Comment by rpaddock
2 days ago
For 22 years I designed the electronics controls that ran Longwall Coal Mining Machines. I've been in many mines.
The problem with extracting things from tailings is that they are often contaminated with low levels of Thorium. Extracting the other things like Lithium, Sulfur etc, starts to build up the quantity of Thorium. Which sounds good if you want to build a molten salt Thorium reactor; I understand that China and India have prototype to come on line around 2027. Based on designs and experimental units that the US did in the ~1950s.
The tailing problem is that the company is how handling Nuclear Grade Material which causes the Nuclear Regulatory Commission (NRC) to show up at the mine site. No mine wants to deal with this paper work, and health ramifications, headache so the tailings are not used.
If the profit ratio to headaches would improve things might change.
This seems backwards.
The tailings do not become nuclear waste when we decide to use them for something.
Perhaps the problem is that you are either refining away the thorium, or refining away as much non-thorium as you can. Either way you end up with mostly-thorium, and we know that radioactive stuff gets angry in large groups.
Thorium does not get angry, because it's only slightly radioactive and it's not fissile. To start up a thorium reactor, you need enough plutonium or uranium spitting out neutrons to convert plenty of thorium to U233, which is what fissions and makes energy.

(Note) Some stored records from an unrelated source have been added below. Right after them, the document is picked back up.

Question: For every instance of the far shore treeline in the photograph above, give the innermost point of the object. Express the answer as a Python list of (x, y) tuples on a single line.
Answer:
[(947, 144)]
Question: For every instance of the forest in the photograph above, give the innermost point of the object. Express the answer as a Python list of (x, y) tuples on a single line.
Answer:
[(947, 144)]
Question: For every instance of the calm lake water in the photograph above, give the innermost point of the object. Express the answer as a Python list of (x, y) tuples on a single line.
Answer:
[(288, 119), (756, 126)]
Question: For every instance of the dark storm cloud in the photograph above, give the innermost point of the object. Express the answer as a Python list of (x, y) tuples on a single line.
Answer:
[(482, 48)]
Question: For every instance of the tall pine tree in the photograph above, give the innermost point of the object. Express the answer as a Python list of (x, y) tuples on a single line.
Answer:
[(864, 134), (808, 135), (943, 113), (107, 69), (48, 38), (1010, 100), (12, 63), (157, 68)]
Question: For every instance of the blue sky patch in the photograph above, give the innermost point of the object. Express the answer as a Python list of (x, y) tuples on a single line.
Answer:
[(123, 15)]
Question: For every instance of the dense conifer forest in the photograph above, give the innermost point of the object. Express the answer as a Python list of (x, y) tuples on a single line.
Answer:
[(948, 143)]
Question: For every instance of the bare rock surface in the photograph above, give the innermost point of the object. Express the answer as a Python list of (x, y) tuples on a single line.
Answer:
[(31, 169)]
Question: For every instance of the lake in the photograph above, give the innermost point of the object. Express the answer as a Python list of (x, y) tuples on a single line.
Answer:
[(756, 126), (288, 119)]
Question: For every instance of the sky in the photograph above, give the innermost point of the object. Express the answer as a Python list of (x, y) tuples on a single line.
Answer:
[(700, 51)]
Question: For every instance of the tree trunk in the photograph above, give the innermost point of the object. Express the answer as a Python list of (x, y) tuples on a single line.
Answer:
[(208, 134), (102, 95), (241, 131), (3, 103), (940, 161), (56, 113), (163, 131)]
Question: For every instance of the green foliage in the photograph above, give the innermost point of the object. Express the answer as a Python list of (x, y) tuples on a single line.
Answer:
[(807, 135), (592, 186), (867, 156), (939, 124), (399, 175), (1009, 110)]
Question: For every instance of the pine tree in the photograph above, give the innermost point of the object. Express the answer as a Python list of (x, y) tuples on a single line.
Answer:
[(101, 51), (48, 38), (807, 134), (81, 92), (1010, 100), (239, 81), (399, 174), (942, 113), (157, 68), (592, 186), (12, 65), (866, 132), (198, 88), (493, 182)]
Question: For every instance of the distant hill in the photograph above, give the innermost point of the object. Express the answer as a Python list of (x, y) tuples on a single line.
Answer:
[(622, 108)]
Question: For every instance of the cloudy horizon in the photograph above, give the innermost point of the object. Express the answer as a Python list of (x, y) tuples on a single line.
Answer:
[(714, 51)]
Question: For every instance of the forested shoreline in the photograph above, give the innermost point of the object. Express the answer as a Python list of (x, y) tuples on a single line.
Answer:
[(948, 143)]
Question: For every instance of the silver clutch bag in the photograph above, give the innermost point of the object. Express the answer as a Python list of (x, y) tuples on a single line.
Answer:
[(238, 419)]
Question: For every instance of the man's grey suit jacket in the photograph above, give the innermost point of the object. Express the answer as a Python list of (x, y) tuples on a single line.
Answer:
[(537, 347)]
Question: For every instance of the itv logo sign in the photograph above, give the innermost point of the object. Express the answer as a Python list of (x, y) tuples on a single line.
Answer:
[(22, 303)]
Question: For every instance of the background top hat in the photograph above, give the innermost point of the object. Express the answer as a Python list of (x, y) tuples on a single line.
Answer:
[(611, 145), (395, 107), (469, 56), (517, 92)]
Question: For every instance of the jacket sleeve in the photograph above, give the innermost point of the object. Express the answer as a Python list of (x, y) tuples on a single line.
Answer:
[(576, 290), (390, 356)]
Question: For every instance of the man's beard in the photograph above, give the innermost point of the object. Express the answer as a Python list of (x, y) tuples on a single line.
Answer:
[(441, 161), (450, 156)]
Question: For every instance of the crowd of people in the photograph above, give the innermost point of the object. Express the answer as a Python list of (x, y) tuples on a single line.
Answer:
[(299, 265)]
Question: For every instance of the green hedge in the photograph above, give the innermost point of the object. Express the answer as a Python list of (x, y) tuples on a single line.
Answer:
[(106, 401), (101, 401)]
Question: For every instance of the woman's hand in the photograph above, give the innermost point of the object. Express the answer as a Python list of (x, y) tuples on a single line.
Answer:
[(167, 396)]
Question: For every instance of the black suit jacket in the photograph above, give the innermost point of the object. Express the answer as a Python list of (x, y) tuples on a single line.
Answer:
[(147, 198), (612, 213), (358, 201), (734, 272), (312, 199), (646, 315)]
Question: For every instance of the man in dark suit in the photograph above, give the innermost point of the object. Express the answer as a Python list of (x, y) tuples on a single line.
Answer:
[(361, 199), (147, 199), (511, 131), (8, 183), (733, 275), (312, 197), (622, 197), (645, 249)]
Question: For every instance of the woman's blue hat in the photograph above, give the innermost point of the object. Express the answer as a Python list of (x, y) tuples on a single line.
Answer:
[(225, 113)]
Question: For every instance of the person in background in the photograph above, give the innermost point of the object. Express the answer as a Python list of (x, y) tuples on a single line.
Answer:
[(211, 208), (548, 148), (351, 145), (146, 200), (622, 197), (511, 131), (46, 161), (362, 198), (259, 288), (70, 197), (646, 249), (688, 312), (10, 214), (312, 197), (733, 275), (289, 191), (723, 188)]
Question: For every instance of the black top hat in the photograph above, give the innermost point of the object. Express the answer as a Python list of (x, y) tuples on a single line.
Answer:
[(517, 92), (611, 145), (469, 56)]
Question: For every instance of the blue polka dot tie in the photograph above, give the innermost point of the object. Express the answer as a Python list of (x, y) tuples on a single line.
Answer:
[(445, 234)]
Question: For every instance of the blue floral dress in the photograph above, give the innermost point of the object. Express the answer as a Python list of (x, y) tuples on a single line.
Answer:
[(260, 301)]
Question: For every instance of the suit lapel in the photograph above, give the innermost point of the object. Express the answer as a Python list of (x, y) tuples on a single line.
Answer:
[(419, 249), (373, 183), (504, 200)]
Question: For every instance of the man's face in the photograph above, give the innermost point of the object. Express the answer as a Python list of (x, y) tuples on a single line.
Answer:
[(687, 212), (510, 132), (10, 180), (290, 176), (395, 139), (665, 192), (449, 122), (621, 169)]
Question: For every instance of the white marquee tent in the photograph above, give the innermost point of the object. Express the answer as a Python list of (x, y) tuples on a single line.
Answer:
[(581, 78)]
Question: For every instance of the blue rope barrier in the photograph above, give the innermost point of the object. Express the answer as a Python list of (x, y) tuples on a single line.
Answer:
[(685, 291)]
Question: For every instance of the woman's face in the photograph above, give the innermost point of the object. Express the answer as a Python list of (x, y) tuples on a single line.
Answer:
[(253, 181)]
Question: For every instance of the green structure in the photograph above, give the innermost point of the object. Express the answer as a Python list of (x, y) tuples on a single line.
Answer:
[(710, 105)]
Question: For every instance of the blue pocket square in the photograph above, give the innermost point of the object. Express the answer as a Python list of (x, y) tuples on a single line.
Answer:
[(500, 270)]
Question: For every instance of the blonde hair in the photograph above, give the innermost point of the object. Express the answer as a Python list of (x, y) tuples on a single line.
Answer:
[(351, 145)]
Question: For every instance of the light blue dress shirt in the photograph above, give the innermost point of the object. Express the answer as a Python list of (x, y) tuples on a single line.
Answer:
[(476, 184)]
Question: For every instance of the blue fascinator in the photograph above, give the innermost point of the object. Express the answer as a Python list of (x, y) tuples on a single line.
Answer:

If you want an actual bomb, you need that U233 without any thorium, because the thorium mostly just turns to U233 when it absorbs a thermal neutron (i.e. slowed down by a moderator like graphite). In a bomb you're relying on fast neutrons.
Read enough books/articles on thorium reactors and you'll come across a photo of the US thorium stockpile, which is a great big stack of pure thorium bricks.
Everythings ass backwards when bureaucrats or the military get involved.